The Hot Trod: A History of the Anglo-Scottish Border
John Sadler
The Hot Trod: A History of the Anglo-Scottish Border
John Sadler
The 2014 Scottish independence debate and the re-ignition of the SNP’s call for a 2nd vote in the wake of Brexit and indeed Brexit itself opens a window for a re-appraisal of what nationality/frontier and borderer identity actually mean in the 21st century, and a chance to ponder on how the past affects this. As a borderer and historian John Sadler is uniquely qualified to examine the border from Roman times to today. He’s been in these Marches all his life, studied and read about their wild inhabitants, traversed every inch and studied every castle, bastle, tower and battlefield.
In July 2010 in Rothbury, a latter day outlaw, Raoul Thomas Moat, a vicious petty criminal and murderer, holed up in Coquetdale as hundreds of police tried to flush him out. Nasty as he was, he became a kind of instant folk hero to some. Four centuries ago, Moat would barely have been noticed on the border - just another violent Reiver.

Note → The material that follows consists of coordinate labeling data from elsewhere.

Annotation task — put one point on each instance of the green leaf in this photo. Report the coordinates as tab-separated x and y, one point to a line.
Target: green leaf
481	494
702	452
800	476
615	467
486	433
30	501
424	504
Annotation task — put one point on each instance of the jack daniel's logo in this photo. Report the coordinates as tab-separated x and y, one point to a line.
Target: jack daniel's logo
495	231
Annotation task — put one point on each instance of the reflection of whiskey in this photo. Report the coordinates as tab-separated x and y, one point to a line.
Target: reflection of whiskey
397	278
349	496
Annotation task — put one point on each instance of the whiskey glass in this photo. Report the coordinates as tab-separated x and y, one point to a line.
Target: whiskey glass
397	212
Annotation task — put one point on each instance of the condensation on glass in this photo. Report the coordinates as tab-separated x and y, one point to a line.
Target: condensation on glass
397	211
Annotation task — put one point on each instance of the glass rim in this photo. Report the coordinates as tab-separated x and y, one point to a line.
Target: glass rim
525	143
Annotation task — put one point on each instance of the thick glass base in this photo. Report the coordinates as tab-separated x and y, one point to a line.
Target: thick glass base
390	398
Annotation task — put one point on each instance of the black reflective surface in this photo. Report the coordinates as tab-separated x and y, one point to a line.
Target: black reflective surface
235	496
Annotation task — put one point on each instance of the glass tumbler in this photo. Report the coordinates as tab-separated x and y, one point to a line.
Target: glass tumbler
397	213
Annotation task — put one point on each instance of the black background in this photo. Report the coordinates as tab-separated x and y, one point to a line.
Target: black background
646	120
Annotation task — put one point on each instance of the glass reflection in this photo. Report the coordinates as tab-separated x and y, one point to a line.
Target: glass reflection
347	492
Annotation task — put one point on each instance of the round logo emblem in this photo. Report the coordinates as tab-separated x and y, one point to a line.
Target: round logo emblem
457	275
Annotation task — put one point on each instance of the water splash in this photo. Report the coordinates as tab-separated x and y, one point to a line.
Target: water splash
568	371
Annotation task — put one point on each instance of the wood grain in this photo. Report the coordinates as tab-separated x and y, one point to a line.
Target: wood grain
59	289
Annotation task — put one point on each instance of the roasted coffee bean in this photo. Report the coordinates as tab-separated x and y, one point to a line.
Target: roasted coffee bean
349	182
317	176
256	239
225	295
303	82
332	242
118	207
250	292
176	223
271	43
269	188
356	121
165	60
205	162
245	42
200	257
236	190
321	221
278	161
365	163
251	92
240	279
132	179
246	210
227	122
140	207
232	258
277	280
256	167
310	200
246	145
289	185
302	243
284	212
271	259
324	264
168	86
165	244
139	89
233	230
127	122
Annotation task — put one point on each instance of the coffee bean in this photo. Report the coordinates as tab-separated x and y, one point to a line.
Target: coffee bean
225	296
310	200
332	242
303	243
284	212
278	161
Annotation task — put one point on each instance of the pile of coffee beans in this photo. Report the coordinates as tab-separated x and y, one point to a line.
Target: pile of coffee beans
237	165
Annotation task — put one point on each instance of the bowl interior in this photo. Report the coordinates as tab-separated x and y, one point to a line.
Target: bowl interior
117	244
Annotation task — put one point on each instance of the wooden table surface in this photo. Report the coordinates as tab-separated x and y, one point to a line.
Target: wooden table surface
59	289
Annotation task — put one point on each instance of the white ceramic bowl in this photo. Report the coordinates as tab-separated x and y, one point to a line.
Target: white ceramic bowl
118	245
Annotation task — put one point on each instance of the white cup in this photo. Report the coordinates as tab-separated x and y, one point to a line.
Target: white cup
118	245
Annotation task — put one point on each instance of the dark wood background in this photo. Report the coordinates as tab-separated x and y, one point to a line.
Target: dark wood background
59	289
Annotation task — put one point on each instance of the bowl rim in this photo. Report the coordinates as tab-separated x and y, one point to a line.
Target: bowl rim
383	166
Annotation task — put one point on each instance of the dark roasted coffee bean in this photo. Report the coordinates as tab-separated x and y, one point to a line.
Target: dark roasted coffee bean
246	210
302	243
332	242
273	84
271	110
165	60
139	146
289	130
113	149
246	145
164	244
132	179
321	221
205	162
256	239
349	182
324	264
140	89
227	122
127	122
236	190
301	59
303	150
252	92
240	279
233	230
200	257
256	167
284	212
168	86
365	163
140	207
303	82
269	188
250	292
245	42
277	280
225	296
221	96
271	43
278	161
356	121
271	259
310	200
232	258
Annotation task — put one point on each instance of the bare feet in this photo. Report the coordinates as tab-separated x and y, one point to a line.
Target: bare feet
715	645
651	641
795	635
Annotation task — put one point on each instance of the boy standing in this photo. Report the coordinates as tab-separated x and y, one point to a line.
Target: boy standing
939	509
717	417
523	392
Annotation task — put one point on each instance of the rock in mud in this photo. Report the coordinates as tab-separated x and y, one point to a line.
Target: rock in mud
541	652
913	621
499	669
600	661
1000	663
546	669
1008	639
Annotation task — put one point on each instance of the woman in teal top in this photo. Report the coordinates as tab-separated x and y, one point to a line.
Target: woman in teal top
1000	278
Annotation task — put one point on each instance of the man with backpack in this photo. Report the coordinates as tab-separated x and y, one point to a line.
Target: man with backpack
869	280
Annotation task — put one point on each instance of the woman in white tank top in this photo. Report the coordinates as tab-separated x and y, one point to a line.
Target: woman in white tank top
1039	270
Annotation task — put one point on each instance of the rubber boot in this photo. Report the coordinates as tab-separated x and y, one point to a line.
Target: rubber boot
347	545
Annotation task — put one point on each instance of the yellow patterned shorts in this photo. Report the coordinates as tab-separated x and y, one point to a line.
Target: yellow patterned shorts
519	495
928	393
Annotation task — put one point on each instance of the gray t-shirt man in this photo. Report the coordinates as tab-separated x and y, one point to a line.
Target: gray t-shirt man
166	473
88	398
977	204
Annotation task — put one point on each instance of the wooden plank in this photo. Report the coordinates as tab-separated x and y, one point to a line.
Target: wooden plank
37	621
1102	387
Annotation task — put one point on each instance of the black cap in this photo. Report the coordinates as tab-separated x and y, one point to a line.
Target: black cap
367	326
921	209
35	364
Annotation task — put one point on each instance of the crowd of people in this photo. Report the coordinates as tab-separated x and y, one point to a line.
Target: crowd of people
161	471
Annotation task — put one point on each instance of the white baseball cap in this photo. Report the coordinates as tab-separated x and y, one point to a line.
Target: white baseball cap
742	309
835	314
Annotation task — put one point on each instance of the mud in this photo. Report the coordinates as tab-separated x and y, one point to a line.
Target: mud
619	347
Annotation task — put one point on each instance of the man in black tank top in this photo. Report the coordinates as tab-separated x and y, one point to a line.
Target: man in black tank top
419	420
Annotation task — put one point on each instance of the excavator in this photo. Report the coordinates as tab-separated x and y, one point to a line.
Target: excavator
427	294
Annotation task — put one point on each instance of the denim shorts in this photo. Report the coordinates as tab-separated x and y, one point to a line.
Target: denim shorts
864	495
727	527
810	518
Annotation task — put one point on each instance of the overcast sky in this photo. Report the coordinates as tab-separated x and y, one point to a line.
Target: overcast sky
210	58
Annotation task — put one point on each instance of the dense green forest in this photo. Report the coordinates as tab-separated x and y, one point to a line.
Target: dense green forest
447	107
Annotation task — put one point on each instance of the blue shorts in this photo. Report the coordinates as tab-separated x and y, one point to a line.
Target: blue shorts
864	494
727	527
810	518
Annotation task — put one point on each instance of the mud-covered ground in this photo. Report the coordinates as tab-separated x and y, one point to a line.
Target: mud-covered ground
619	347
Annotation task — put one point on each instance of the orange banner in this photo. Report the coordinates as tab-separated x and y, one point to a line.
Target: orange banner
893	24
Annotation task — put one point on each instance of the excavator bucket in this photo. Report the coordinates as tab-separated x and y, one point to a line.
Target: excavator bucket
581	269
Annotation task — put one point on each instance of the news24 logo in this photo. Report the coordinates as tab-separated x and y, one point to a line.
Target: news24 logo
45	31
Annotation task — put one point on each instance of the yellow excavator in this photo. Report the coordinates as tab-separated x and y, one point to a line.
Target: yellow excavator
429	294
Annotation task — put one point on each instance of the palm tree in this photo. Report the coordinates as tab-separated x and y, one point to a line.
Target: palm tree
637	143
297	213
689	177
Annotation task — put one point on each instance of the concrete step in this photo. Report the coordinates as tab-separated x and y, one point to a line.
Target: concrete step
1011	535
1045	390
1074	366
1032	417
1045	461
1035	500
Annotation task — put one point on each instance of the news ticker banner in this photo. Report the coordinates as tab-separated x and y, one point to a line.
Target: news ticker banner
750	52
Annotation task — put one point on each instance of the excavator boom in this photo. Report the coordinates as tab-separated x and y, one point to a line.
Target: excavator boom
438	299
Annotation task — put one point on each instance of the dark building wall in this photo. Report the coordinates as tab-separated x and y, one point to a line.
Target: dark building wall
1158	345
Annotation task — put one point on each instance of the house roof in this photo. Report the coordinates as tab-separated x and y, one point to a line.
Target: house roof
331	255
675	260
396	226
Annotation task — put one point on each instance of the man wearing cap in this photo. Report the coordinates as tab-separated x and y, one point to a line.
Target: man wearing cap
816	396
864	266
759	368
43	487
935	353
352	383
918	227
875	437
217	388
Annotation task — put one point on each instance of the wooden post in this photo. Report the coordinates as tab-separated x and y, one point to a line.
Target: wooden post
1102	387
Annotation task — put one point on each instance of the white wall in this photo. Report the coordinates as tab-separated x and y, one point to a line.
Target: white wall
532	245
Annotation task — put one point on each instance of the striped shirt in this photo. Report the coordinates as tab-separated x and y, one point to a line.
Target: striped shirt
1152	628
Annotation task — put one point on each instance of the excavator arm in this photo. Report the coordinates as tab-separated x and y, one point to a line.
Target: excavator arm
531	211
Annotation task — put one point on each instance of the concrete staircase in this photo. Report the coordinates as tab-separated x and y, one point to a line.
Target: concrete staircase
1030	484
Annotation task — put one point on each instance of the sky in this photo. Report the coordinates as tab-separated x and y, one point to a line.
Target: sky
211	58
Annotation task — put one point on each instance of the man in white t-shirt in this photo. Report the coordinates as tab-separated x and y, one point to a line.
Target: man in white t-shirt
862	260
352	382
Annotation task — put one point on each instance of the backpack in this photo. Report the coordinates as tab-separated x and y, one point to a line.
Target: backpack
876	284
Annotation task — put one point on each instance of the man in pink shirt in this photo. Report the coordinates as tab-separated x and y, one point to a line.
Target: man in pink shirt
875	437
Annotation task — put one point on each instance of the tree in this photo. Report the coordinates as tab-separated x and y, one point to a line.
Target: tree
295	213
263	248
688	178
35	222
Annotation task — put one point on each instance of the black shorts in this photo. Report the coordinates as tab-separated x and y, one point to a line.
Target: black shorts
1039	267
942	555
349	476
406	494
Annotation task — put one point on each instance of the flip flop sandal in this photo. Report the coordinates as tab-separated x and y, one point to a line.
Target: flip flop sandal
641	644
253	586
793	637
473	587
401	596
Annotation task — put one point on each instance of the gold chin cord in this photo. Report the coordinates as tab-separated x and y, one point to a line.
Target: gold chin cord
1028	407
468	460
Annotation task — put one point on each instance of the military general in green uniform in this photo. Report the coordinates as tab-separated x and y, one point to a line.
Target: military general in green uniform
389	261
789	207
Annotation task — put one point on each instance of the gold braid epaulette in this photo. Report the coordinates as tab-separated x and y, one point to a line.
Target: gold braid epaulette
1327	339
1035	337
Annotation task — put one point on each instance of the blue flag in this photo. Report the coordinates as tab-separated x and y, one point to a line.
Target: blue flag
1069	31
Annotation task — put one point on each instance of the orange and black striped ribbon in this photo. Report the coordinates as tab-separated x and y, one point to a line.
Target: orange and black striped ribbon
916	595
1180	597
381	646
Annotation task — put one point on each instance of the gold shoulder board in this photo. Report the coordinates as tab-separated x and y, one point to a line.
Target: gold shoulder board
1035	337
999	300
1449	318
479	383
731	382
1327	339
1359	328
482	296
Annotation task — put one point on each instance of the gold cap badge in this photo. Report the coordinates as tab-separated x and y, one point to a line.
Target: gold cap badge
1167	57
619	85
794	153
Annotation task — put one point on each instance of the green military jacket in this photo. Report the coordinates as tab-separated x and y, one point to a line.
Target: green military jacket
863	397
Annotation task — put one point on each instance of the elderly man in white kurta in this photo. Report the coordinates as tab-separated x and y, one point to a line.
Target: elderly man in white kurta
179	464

From the Hammer of the Scots, William Wallace, Robert the Bruce, Mary, Queen of Scots, right through to today’s new nationalism, the story of the borderlands is tempestuous, bloody and fascinating.
And a ‘Hot Trod’? If your cattle were stolen there was a LEGAL requirement to pursue the rustlers within six days, otherwise you’re on a less enforceable Cold Trod.